LE 26.07.2021
Focus – Jurisprudence
Période d'essai - Conseiller du salarié

Cass. Soc. 7 juillet 2021 n°19-22922

Essentiel de la décision → Pour apprécier le caractère raisonnable d’une période d’essai, le juge ne peut se cantonner à une stricte lecture d’une disposition conventionnelle antérieure mais doit se prononcer au regard de la catégorie d’emploi du salarié concerné. 

Pour en savoir plus : « Vu les principes posés par la convention n° 158 de l’Organisation internationale du travail sur le licenciement adoptée à Genève le 22 juin 1982 et entrée en vigueur en France le 16 mars 1990 et la dérogation prévue en son article 2, paragraphe 2 b) :

Aux termes de ce texte peuvent être exclus du champ d’application de l’ensemble ou de certaines des dispositions de la convention les travailleurs effectuant une période d’essai ou n’ayant pas la période d’ancienneté requise, à condition que la durée de celle-ci soit fixée d’avance et qu’elle soit raisonnable.

Pour dire que la rupture du contrat de travail s’analyse en un licenciement sans cause réelle et sérieuse, et condamner l’employeur au paiement de diverses sommes, l’arrêt retient qu’est déraisonnable, au visa de la convention n° 158 de l’Organisation internationale du travail et au regard de la finalité de la période d’essai qui doit permettre au salarié d’apprécier si les fonctions occupées lui conviennent et de l’exclusion des règles de licenciement durant cette période, une période d’essai dont la durée est de six mois.

En se déterminant ainsi, par une affirmation générale, sans rechercher, au regard de la catégorie d’emploi occupée, si la durée totale de la période d’essai prévue au contrat de travail n’était pas raisonnable ».

 

Cass. Soc. 7 juillet 2021 n°19-23989

Essentiel de la décision → Lorsqu’un conseillé du salarié est embauché en CDD, il bénéficie du statut protecteur.

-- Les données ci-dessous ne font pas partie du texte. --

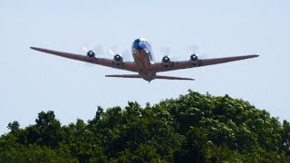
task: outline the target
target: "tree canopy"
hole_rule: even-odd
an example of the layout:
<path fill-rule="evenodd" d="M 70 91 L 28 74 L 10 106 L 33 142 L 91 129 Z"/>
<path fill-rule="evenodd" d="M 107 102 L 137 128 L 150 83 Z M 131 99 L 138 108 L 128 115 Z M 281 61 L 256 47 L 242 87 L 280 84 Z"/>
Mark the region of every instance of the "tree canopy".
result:
<path fill-rule="evenodd" d="M 290 124 L 228 95 L 188 91 L 144 108 L 98 107 L 62 125 L 42 111 L 0 138 L 0 162 L 289 162 Z"/>

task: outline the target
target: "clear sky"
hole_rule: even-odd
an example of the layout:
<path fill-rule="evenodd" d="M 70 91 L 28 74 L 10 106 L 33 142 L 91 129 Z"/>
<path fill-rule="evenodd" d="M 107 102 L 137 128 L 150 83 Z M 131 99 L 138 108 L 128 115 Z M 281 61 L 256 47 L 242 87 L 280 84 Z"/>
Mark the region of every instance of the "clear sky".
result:
<path fill-rule="evenodd" d="M 290 120 L 290 1 L 1 1 L 0 134 L 18 120 L 34 124 L 42 110 L 53 110 L 62 124 L 94 117 L 98 105 L 142 106 L 177 98 L 188 89 L 241 98 L 271 116 Z M 161 74 L 195 82 L 105 78 L 126 72 L 88 65 L 32 51 L 30 46 L 80 53 L 80 47 L 116 44 L 120 52 L 135 38 L 188 59 L 198 44 L 209 58 L 260 54 L 231 63 Z M 108 55 L 109 57 L 110 54 Z"/>

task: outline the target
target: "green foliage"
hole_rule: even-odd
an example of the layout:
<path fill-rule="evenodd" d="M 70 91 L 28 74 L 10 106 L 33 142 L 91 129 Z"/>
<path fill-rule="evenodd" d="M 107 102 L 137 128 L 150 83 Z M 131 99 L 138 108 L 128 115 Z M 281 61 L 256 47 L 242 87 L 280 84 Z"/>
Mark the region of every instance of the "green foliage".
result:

Dès lors, pour mettre un terme aux relations contractuelles à l’échéance du CDD, l’employeur doit solliciter une autorisation de l’inspection du travail.

Pour en savoir plus : « Aux termes de l’ancien article L. 412-8, le délégué syndical lié à l’employeur par un contrat de travail à durée déterminée bénéficie des mêmes garanties et protections que celles accordées aux délégués du personnel et aux membres du comité d’entreprise, conformément aux articles L. 425-2 et L. 436-2.

Il en résulte que, la recodification étant intervenue à droit constant, le conseiller du salarié bénéficie de la protection prévue à l’article L. 2421-8 du code du travail imposant que, lorsque le contrat à durée déterminée arrive à son terme, l’inspecteur du travail autorise préalablement la cessation du lien contractuel.

Ayant constaté que l’inspecteur du travail n’avait pas été saisi préalablement à l’arrivée du terme du contrat à durée déterminée, la cour d’appel en a exactement déduit que la rupture des relations contractuelles, intervenue en violation de l’article L. 2421-8 du code du travail, était nulle et que l’intéressé pouvait de ce fait prétendre à une indemnité au titre de la violation du statut protecteur dont le montant est égal aux salaires qu’il aurait dû percevoir entre le jour suivant le terme de son contrat et la fin de la période de protection ».

 

Cass. Soc. 23 juin 2021 n°19-23847

Essentiel de la décision → Pour obtenir la rémunération du temps passé hors de l’entreprise pour l’exercice de ses missions durant son temps de travail, le conseiller du salarié doit remettre à l’employeur les attestations des salariés bénéficiaires de l’assistance.

Pour en savoir plus : « Dans les établissements d’au moins onze salariés, l’employeur laisse au salarié investi de la mission de conseiller du salarié le temps nécessaire à l’exercice de sa mission dans la limite d’une durée qui ne peut excéder quinze heures par mois.

En vertu de l’article L. 1232-9 du code du travail, le temps passé par le conseiller du salarié hors de l’entreprise pendant les heures de travail pour l’exercice de sa mission est assimilé à une durée de travail effectif pour la détermination de la durée des congés payés, du droit aux prestations d’assurances sociales et aux prestations familiales ainsi qu’au regard de tous les droits que le salarié tient du fait de son ancienneté dans l’entreprise. Ces absences sont rémunérées par l’employeur et n’entraînent aucune diminution des rémunérations et avantages correspondants.

Il appartient au salarié, investi de la mission de conseiller du salarié, qui réclame, à ce titre, la rémunération de temps passé hors de l’entreprise pendant les heures de travail, de remettre à son employeur les attestations correspondantes des salariés bénéficiaires de l’assistance ».